The report, which looks at 46 countries and 800 occupations, concludes that approximately half of all work activities have the potential to be automated using current technologies. The percentage of work actually displaced by 2030 will be lower, however, due to technical, economic, and social factors that affect the rate of adoption. Among those hardest hit will be machine operators and food workers. Jobs requiring human interaction such as doctors, lawyers and teachers are less at risk, along with certain "specialised" low wage jobs, such as care work, gardening and plumbing.
There is wide variation across countries. Advanced economies will be more affected by automation than developing ones, due to higher wage rates and thus economic incentives to automate. Germany, Italy, Japan, South Korea and Switzerland could see approximately one-quarter of current work activities displaced by automation, based on MGI's "mid-point" scenario for 2030. At the lower end of the spectrum, India and Nigeria would see less than 10% of work displaced and Kenya just 5%. Nations roughly in the middle of the range include Brazil, China, Russia, Thailand and Turkey. In the USA, between 39 and 73 million jobs could be eliminated by 2030, with 20 million of those displaced workers able to easily transfer to other industries, according to MGI.
MGI notes: "Our view is that the recent technical advances, enabling machines to read lips or X-rays more proficiently than human experts, for example, are indeed remarkable and that if this pace of innovation continues, rather than encountering a new AI 'winter', the rate of automation innovation could be faster than in the past. If so, the potential disruption of workforce models and displacement of labor could be greater than past technological revolutions."
While many jobs will be lost, MGI believes there is potential for many new roles to be created: "Our findings suggest that several trends that may serve as catalysts of future labor demand could create demand for millions of jobs by 2030. These trends include caring for others in aging societies, raising energy efficiency and meeting climate challenges, producing goods and services for the expanding consuming class, especially in developing countries, not to mention the investment in technology, infrastructure, and buildings needed in all countries."
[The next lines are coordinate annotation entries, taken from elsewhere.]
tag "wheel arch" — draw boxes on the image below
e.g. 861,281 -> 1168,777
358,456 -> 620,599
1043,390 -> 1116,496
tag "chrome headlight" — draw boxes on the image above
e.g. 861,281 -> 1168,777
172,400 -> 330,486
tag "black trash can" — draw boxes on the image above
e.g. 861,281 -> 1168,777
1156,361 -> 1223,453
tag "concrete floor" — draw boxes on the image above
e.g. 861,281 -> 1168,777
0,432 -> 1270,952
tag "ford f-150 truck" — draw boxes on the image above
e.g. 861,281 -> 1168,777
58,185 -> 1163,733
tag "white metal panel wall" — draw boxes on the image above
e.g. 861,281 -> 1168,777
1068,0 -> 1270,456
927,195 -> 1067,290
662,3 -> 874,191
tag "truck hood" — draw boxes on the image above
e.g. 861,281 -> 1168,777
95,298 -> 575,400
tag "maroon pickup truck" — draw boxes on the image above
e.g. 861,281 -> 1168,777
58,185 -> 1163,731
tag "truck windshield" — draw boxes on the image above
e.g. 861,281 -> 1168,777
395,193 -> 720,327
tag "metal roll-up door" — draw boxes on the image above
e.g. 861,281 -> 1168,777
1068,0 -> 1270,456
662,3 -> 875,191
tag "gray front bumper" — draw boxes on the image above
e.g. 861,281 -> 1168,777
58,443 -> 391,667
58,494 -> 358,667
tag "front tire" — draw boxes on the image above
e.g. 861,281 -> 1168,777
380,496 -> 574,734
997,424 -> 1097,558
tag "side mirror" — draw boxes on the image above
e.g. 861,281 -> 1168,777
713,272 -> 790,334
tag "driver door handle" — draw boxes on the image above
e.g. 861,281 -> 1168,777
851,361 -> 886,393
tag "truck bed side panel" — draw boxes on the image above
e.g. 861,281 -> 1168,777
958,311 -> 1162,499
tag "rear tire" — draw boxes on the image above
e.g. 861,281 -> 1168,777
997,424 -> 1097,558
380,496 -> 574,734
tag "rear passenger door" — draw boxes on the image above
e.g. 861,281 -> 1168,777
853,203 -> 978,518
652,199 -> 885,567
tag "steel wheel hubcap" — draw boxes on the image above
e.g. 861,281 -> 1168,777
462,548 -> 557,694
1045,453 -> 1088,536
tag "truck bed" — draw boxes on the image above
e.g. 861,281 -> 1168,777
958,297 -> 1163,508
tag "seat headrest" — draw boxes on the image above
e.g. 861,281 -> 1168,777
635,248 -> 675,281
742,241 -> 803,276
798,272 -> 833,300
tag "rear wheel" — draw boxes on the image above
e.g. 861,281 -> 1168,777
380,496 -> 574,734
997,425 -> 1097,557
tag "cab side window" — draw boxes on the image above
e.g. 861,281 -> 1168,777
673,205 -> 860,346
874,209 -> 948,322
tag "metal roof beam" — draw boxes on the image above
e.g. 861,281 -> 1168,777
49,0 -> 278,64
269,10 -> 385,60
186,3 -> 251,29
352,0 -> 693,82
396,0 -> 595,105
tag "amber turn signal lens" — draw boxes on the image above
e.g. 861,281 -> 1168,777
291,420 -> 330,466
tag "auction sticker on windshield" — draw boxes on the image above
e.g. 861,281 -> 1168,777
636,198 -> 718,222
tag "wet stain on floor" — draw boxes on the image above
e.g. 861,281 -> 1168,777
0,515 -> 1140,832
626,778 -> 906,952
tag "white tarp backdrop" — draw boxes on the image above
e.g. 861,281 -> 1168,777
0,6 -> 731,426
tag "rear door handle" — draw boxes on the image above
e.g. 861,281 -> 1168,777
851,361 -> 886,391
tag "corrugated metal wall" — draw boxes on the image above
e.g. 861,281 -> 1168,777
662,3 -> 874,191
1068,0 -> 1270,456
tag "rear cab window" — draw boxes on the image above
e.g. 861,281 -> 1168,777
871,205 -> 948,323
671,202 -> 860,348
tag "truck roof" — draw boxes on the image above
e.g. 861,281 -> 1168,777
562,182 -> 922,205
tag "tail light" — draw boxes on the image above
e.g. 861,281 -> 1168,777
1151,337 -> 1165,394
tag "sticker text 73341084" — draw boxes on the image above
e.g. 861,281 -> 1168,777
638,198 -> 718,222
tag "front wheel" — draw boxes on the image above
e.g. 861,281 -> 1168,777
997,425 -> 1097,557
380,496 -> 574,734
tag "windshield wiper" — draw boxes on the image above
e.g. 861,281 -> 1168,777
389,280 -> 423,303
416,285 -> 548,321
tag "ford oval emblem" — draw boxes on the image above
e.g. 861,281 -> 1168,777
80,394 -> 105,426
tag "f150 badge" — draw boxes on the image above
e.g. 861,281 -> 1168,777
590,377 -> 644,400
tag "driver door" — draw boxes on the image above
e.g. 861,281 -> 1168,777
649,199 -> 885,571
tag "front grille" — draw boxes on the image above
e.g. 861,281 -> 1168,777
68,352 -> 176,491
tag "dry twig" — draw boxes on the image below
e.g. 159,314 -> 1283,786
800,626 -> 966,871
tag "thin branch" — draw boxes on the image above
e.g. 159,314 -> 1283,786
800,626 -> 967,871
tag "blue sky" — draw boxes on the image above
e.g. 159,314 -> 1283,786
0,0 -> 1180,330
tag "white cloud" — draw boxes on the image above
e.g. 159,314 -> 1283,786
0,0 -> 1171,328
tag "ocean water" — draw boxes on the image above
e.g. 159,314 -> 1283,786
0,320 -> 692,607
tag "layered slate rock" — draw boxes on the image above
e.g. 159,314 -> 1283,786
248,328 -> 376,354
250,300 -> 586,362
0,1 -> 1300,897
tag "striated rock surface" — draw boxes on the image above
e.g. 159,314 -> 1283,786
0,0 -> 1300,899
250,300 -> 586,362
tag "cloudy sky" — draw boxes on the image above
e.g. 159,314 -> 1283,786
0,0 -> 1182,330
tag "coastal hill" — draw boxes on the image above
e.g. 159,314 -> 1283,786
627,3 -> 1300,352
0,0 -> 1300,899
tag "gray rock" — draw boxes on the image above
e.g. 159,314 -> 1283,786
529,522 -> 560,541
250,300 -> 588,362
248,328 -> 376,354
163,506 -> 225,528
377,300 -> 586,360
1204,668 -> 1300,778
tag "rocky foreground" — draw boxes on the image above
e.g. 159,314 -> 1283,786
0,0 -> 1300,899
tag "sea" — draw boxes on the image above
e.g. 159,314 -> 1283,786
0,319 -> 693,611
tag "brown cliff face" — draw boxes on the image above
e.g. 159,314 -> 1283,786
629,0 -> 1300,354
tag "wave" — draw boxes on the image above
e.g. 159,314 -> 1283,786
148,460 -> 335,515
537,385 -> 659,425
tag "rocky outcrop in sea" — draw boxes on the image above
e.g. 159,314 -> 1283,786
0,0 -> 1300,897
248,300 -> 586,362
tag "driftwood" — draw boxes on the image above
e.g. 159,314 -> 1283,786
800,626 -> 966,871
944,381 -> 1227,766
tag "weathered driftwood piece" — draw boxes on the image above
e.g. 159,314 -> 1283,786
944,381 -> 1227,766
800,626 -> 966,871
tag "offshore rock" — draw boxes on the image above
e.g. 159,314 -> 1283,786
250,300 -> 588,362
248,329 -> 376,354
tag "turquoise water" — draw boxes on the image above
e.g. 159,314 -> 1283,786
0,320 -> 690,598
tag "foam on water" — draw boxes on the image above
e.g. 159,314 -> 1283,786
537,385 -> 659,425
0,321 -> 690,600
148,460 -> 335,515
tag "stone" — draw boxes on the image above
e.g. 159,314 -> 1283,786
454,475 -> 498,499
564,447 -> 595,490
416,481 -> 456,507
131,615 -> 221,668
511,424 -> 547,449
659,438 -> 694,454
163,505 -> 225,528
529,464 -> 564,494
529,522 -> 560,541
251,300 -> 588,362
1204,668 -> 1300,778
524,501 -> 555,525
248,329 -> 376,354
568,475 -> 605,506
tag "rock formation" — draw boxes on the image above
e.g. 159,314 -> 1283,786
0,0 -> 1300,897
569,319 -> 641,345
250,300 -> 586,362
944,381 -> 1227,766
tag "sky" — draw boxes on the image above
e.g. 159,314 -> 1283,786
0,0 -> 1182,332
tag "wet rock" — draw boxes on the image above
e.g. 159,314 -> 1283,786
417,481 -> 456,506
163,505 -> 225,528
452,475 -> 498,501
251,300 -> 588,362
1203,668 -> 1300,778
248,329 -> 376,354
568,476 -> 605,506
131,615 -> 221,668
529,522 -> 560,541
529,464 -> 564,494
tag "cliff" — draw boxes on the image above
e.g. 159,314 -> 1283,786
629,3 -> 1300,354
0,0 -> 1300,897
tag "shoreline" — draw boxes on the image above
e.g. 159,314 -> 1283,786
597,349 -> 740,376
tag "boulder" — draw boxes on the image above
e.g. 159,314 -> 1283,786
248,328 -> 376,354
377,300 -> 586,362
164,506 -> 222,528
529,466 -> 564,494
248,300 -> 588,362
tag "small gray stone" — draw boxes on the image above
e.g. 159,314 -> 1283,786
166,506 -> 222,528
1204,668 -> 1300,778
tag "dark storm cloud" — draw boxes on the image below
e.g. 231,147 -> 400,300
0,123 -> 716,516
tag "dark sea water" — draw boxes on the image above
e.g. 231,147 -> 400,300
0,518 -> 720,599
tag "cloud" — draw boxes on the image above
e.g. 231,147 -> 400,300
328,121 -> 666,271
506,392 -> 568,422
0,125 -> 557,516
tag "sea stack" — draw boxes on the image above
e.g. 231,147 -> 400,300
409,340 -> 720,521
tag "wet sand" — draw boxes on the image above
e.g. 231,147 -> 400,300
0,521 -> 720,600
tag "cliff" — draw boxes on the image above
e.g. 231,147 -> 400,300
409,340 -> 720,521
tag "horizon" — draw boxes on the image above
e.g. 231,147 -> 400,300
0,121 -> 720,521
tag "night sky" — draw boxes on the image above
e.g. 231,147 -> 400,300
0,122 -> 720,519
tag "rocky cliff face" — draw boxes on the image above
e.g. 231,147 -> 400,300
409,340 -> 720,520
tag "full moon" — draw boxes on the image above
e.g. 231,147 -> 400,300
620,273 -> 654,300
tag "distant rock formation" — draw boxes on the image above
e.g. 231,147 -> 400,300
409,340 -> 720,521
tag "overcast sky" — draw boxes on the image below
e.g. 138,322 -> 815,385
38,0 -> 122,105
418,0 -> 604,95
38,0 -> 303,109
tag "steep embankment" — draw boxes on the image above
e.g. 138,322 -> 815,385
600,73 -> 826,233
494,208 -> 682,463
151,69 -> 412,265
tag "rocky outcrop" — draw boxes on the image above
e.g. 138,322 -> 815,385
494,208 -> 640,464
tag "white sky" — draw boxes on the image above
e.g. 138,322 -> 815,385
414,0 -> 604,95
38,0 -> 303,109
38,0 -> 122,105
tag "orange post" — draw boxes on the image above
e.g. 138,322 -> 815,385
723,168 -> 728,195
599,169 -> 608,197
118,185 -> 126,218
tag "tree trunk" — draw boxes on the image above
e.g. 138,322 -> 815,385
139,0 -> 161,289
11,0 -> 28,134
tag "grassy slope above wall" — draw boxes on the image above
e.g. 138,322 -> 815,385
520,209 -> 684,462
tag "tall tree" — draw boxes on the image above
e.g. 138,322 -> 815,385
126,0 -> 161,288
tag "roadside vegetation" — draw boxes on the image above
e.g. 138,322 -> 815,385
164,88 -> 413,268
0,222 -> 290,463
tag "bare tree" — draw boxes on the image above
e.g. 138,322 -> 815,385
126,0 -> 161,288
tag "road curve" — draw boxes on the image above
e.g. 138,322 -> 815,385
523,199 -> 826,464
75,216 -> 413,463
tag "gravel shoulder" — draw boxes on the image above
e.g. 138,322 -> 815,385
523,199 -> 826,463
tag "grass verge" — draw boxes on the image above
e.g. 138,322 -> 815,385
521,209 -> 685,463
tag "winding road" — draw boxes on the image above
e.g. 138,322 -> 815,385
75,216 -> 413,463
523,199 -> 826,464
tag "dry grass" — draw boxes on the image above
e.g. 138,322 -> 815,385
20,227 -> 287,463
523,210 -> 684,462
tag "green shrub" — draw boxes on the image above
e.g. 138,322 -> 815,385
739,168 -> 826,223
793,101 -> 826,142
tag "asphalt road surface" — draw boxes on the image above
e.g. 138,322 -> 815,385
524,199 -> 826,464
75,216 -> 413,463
"To achieve good outcomes, policy makers and business leaders will need to embrace automation’s benefits and, at the same time, address the worker transitions brought about by these technologies," concludes MGI. "Ensuring robust demand growth and economic dynamism is a priority: history shows that economies that are not expanding do not generate job growth. Mid-career job training will be essential, as will enhancing labor market dynamism and enabling worker redeployment. These changes will challenge current educational and workforce training models, as well as business approaches to skill-building. Another priority is rethinking and strengthening transition and income support for workers caught in the crosscurrents of automation."